Vaccini, Sileri: ritardi normali, sono superabili

10 feb 2021

In verità, il Ministro della Salute si è mosso prontamente. Siamo stati sicuramente in ritardo sulla ricerca delle varianti, l'ho detto diverse settimane fa, abbiamo organizzato un sistema, cerchiamo di mettere in rete i laboratori e il gol finale sarà creare un consorzio, non per il coronavirus, ma in generale per tutte le attività similari anche per il futuro e sono state date indicazioni per quanto riguarda la variante inglese, c'è anche la direzione generale per la prevenzione, l'8 di febbraio ha rilasciato le indicazioni per la variante inglese, quindi questo non interferisce con l'attività ordinaria di laboratori e con la pronta comunicazione di questi risultati all'istituto superiore di sanità.

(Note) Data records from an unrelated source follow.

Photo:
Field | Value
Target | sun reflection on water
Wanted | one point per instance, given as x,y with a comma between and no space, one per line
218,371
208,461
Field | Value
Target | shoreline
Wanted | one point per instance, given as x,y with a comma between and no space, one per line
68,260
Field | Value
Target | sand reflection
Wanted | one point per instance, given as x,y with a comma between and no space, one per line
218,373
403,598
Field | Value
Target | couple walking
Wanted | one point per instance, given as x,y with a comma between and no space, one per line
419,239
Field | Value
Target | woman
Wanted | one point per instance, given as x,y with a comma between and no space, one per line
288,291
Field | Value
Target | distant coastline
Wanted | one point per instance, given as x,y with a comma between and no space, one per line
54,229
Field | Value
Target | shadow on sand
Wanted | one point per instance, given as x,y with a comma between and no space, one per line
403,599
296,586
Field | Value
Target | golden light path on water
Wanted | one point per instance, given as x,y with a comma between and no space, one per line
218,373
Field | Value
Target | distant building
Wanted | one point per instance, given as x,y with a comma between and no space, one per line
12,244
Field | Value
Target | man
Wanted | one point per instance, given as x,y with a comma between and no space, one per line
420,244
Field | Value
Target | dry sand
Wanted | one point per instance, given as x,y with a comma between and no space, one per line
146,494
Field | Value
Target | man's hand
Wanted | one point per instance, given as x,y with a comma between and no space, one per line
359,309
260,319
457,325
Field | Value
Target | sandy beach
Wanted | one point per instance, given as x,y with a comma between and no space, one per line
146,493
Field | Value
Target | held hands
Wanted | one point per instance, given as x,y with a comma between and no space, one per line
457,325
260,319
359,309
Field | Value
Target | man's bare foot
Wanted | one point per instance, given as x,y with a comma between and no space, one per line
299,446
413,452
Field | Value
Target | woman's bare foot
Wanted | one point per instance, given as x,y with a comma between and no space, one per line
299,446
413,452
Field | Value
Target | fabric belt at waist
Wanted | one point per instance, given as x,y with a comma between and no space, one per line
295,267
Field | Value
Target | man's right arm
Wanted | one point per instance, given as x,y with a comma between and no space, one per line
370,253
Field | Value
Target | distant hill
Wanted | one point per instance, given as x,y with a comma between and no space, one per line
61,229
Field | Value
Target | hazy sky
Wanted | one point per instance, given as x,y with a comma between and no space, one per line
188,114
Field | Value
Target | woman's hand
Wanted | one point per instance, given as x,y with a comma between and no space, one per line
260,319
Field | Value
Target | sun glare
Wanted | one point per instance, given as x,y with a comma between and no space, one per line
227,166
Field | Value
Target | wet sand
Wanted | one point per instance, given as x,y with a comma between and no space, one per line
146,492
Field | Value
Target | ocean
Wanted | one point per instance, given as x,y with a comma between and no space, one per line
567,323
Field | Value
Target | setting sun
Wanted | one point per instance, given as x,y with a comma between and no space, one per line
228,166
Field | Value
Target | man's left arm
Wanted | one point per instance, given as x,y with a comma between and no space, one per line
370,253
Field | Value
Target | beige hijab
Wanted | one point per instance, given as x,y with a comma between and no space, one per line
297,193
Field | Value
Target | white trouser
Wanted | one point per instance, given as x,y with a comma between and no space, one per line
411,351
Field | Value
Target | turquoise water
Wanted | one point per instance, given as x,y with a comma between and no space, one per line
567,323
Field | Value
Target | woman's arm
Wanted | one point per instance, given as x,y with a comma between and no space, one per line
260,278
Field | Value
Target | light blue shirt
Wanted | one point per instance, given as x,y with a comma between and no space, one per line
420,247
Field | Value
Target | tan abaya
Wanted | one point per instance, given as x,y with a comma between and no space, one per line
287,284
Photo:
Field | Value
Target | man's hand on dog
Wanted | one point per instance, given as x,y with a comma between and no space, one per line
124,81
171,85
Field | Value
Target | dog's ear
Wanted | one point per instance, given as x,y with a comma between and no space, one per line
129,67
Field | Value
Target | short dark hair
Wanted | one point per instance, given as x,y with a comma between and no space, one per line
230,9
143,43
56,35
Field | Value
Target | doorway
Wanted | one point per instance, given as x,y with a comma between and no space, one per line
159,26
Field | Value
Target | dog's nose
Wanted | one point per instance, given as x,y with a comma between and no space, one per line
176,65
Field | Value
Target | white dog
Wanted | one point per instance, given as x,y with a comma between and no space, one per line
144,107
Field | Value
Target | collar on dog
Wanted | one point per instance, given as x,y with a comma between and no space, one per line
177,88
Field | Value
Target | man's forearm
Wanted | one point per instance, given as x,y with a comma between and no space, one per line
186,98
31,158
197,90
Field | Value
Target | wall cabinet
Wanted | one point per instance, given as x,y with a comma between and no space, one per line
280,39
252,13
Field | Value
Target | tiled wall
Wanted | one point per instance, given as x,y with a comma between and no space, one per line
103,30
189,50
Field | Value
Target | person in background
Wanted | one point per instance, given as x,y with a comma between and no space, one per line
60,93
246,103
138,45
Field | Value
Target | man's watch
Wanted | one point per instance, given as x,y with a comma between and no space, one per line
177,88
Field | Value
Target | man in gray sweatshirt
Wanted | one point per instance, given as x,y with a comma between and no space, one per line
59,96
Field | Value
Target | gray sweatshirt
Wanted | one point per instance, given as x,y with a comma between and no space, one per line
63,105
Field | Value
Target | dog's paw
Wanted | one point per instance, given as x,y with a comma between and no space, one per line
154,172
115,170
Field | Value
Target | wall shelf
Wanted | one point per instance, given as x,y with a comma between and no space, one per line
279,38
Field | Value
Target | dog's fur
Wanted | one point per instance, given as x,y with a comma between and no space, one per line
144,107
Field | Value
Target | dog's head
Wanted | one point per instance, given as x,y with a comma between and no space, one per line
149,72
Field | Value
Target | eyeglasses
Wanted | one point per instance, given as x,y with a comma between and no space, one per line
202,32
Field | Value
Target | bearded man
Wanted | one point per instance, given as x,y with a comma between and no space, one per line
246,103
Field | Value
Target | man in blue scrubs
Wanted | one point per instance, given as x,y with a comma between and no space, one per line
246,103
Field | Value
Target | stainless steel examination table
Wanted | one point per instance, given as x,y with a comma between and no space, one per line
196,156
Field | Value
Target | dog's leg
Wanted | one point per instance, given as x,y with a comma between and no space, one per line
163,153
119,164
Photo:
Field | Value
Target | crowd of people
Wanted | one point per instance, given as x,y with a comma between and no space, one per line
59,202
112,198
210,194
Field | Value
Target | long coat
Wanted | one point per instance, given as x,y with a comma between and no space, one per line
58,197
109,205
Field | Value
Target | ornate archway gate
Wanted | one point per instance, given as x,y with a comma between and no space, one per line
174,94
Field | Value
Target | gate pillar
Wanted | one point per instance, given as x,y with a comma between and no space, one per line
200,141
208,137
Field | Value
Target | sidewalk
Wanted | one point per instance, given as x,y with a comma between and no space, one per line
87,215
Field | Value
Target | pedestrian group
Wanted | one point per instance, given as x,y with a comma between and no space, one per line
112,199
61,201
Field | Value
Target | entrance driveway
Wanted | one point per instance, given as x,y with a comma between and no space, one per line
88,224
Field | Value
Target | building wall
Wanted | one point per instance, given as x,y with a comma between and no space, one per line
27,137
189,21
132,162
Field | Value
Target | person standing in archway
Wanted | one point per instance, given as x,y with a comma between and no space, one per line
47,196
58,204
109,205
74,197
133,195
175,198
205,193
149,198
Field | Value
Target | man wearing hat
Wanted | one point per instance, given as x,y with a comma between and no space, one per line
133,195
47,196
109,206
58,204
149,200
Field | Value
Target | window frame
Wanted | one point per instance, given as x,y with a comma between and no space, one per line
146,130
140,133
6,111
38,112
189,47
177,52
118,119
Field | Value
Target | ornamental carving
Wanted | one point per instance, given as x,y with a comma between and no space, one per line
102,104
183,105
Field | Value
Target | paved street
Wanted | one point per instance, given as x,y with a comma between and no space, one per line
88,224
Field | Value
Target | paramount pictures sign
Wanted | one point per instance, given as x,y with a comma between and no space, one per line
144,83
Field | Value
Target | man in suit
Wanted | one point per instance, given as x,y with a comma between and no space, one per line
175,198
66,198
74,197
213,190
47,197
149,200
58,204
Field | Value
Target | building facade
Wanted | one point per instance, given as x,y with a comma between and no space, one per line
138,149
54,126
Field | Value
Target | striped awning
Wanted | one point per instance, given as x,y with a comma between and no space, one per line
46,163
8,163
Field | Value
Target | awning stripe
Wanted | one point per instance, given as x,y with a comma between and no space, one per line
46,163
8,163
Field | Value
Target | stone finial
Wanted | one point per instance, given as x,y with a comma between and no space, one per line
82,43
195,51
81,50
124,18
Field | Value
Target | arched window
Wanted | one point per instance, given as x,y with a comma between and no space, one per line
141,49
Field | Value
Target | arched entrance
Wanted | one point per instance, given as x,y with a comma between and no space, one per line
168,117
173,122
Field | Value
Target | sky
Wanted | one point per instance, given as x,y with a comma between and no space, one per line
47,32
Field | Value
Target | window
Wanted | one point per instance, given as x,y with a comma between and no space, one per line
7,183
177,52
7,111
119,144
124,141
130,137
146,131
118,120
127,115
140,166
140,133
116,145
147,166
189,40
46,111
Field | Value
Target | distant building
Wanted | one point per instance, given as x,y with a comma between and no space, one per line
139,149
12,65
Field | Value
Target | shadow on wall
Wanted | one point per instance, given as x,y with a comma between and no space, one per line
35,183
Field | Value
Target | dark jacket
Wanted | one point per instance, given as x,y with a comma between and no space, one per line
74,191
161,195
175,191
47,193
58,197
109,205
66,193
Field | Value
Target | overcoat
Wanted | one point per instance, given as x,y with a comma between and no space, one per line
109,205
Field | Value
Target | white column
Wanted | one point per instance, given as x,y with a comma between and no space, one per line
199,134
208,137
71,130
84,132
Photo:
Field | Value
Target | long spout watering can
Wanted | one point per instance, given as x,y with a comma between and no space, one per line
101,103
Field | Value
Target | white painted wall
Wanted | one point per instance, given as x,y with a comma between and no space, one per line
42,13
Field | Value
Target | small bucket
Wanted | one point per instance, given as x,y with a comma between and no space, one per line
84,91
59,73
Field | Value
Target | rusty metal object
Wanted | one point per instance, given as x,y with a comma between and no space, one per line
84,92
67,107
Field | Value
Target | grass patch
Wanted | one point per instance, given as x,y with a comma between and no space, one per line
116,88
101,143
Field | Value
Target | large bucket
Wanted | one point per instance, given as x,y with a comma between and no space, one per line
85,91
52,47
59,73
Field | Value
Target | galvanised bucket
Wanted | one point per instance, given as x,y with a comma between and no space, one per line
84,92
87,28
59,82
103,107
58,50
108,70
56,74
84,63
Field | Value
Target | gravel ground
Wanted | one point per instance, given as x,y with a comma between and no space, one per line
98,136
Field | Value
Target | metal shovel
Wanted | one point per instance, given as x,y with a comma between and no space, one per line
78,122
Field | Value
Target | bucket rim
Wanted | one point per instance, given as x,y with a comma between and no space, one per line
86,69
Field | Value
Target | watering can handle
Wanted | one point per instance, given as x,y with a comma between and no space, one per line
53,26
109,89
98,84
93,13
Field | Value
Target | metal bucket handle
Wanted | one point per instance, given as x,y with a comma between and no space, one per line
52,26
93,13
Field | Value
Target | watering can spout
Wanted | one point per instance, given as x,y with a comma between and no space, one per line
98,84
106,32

È vero che ancora si si sequenzia poco, ma i numeri stanno crescendo significativamente, in linea con quelli di altri paesi europei. Anzi, in alcuni casi anche migliori e continueranno a crescere. L'ideale sarà mettere in rete tutti questi laboratori che poi dovranno fare riferimento, all'Istituto superiore di sanità. Però, non stiamo rimanendo indietro, a dimostrazione la ricerca delle varianti inglese o brasiliano com accaduto prontamente in Umbria. Siamo comunque molto lontano dai dati, per esempio, dell'Inghilterra, dove fanno sequenziamento sul 10% dei tamponi molecolari, così almeno era fino a pochi giorni fa.